Zitat von JunoAllerdings hat er dabei durch seine platte und oberflächliche Argumentation auch ganz maßgeblich zu dem Eindruck beigetragen, dass die FDP nur eine hohle Parole ("Mehr netto vom brutto") anzubieten hat und gesellschaftliche Gruppen gegeneinander ausspielt.
Die "hohle Parole" ärgert für gewöhnlich nur nicht FDP-Wähler. Die fahren dafür auf andere "hohle Parolen" ab, z.B. dass Hinweise auf das Lohnabstandsgebot "gesellschaftliche Gruppen gegeneinander ausspielen".
-- L'État, c'est la grande fiction à travers laquelle tout le monde s'efforce de vivre aux dépens de tout le monde. (Frédéric Bastiat)

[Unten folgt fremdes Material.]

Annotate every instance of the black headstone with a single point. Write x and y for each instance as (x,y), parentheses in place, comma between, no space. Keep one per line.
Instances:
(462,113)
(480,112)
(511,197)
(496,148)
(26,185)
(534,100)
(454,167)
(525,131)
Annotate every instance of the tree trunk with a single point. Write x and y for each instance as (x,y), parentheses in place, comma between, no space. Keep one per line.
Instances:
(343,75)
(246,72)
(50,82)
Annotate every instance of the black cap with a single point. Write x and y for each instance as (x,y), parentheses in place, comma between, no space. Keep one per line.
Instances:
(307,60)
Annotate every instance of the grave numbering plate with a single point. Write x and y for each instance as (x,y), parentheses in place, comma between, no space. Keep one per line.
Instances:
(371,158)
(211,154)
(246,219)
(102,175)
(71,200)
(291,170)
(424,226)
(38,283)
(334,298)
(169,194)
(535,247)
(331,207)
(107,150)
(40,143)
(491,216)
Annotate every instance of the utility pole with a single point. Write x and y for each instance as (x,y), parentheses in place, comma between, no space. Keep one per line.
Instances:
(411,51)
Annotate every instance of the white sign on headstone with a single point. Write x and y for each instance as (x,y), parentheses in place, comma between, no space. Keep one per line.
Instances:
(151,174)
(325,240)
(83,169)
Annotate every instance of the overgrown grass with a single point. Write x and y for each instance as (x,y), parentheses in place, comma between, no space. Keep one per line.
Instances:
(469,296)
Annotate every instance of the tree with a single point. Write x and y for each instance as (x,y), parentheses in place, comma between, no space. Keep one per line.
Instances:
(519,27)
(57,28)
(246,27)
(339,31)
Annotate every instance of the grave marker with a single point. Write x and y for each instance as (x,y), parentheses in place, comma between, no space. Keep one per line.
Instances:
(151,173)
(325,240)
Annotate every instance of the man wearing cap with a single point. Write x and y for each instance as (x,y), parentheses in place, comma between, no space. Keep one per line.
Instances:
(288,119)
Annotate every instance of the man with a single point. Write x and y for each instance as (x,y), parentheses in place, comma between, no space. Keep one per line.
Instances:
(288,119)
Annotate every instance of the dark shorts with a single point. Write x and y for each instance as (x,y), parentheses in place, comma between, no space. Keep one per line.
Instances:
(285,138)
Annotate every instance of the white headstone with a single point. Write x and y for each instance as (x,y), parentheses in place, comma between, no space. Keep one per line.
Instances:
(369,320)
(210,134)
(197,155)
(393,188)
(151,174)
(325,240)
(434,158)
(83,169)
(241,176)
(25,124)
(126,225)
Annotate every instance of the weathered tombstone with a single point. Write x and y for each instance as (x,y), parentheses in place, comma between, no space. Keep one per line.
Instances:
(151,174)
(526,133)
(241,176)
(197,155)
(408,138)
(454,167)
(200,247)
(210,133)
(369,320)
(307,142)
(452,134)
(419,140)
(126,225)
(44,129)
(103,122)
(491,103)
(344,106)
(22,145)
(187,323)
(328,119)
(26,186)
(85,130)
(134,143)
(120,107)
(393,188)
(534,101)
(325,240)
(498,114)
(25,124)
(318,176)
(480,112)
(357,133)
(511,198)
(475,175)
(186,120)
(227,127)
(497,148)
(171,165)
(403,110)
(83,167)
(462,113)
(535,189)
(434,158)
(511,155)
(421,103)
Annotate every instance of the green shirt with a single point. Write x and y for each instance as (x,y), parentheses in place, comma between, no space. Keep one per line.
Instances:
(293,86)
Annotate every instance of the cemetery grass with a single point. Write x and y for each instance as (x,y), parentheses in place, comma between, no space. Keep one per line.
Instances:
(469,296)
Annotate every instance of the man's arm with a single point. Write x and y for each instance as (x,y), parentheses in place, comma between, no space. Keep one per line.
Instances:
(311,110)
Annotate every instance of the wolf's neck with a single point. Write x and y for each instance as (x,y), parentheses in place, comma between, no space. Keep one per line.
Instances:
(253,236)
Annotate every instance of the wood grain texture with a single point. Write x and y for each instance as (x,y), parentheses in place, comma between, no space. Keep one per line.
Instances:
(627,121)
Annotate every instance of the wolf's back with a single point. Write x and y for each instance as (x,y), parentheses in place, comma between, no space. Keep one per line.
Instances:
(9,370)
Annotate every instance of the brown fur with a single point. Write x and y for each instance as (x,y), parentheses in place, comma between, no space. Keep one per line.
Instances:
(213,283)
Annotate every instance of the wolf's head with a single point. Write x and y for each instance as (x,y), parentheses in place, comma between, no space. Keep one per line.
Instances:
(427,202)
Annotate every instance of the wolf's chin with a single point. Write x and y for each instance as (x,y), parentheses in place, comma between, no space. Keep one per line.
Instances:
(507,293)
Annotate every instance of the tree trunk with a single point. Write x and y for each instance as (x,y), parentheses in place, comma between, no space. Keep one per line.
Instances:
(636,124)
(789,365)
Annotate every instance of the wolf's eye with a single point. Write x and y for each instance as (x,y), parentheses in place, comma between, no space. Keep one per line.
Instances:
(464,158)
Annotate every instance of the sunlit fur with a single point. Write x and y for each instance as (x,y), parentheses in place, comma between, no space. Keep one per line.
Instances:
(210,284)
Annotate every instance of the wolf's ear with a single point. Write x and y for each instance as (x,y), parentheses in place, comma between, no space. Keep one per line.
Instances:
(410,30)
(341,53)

Zitat von ZettelDie FDP muß wieder auf die Beine kommen, und zwar schnell, wenn sie nicht ausgezählt werden soll. Das geht nur, wenn Westerlinie aus der Schußlinie genommen wird.
Frode hat mich per PM auf diesen lustigen Verschreiber aufmerksam gemacht.

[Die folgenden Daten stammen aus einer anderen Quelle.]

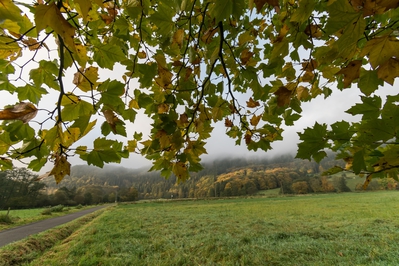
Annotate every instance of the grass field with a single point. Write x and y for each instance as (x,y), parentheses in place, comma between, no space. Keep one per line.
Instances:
(331,229)
(21,217)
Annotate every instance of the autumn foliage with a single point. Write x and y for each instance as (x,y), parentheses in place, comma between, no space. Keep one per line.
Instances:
(184,64)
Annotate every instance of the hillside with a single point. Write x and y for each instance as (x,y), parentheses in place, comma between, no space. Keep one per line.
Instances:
(220,178)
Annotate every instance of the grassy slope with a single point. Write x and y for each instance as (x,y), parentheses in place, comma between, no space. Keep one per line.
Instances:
(330,229)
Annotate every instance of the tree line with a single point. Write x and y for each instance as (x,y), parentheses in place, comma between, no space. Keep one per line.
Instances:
(20,188)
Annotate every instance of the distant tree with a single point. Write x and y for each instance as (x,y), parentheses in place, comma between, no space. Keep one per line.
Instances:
(326,185)
(340,185)
(300,187)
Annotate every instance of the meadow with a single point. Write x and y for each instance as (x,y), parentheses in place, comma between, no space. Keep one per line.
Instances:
(328,229)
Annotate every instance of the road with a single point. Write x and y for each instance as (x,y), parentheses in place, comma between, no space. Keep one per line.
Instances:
(21,232)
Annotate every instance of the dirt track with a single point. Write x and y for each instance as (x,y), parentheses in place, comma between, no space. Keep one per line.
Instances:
(18,233)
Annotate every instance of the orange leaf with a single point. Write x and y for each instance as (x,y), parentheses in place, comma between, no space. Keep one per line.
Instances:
(61,168)
(21,111)
(350,72)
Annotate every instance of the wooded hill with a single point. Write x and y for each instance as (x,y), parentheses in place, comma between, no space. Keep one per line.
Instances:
(220,178)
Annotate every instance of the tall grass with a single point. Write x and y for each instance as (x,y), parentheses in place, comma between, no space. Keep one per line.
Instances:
(333,229)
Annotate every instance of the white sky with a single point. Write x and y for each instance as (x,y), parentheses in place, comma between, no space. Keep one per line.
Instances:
(219,145)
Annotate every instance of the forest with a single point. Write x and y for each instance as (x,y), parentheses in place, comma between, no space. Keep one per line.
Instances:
(19,188)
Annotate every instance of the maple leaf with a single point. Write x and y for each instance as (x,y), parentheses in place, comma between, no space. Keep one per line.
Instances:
(22,111)
(283,96)
(252,104)
(313,31)
(389,70)
(381,49)
(178,37)
(50,16)
(228,123)
(260,3)
(61,168)
(111,119)
(255,120)
(309,65)
(246,55)
(350,72)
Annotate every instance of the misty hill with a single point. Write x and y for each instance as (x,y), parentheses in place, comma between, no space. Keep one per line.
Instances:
(226,177)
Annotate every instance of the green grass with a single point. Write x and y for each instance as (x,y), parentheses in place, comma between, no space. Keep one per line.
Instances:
(21,217)
(330,229)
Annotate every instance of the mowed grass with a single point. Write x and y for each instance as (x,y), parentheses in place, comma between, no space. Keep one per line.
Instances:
(331,229)
(22,217)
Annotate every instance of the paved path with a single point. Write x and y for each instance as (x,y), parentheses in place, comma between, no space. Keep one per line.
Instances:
(18,233)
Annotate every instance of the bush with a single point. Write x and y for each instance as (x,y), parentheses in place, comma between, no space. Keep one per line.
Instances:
(4,218)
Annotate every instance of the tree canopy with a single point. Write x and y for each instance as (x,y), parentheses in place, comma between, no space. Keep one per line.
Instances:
(187,64)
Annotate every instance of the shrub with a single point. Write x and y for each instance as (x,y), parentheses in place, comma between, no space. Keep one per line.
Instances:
(4,218)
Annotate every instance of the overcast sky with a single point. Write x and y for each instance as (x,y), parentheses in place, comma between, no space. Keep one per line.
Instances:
(318,110)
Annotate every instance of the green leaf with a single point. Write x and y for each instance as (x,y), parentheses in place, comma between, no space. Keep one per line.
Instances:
(106,55)
(302,13)
(46,73)
(369,81)
(313,140)
(370,108)
(31,93)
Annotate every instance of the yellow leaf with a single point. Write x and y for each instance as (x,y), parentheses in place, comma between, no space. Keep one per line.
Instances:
(163,108)
(180,170)
(350,72)
(178,37)
(252,104)
(134,104)
(283,96)
(69,99)
(309,65)
(255,120)
(381,49)
(142,55)
(164,78)
(21,111)
(50,16)
(313,31)
(61,168)
(302,93)
(131,145)
(111,119)
(85,6)
(389,70)
(81,54)
(87,81)
(228,123)
(9,48)
(246,55)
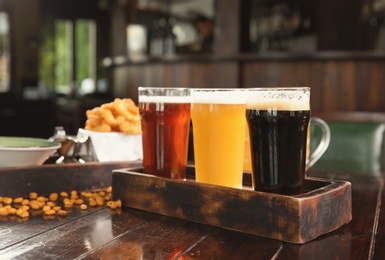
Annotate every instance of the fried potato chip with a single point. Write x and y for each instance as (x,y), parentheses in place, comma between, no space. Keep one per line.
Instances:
(121,115)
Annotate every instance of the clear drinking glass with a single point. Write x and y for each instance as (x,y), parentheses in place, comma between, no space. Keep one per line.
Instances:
(219,125)
(165,120)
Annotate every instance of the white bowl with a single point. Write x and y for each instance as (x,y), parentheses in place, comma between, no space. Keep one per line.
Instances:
(114,146)
(25,151)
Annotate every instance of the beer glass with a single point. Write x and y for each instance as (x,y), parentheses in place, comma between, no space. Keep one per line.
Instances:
(165,120)
(278,120)
(219,125)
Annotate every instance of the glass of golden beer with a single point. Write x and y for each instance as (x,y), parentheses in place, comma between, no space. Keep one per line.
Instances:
(165,120)
(219,125)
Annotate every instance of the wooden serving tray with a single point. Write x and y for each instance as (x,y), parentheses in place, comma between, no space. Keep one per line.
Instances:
(296,219)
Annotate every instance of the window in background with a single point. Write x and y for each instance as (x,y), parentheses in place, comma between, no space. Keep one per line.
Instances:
(68,55)
(4,53)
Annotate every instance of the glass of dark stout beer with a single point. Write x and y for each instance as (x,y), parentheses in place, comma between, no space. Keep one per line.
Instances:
(278,120)
(165,120)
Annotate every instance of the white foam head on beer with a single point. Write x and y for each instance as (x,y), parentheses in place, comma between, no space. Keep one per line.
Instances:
(218,96)
(289,99)
(164,99)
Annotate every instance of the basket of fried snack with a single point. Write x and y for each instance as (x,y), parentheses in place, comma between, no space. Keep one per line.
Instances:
(114,131)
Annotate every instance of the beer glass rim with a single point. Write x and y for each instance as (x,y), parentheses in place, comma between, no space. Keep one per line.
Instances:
(304,88)
(219,95)
(163,88)
(282,98)
(163,94)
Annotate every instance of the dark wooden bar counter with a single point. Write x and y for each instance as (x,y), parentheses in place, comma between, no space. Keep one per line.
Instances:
(102,233)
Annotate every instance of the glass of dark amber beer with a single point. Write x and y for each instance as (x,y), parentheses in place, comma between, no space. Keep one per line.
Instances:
(278,120)
(165,120)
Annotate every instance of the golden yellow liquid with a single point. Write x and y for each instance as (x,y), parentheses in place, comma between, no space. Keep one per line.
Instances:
(219,141)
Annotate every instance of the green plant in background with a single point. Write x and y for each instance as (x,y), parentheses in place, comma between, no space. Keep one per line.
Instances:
(67,53)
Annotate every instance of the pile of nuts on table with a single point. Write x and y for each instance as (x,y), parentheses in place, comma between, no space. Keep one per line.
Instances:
(56,204)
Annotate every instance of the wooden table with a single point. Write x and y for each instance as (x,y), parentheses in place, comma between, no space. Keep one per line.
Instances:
(100,233)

Ich lasse ihn so stehen, weil er schön das illustriert, was wir irgendwann einmal diskutiert haben:
Es bietet sich in solchen Fällen eine psychoanalystische Deutung an (ich vermisse bei Westerwelle die Linie. Oder alternativ, wie Frode vermutet: es liegt bei mir "ein schwerer Fall von 'Westerwelle - Allergie'" vor. ). Man kann aber auch schlicht vermuten, daß es sich um einen der klassischen, von der Fehlerlinguistik beschriebenen Verschreiber handelt: Antizipation aufgrund des Worts "Schußlinie", das ich schon für die Wortproduktion aktiviert hatte, als ich mich vertippte.
Und das Fatale ist, daß die eine Erklärung die andere nicht ausschließt, weil Fehler eben multiply determined sind; "überdeterminiert", wie es Freud nannte.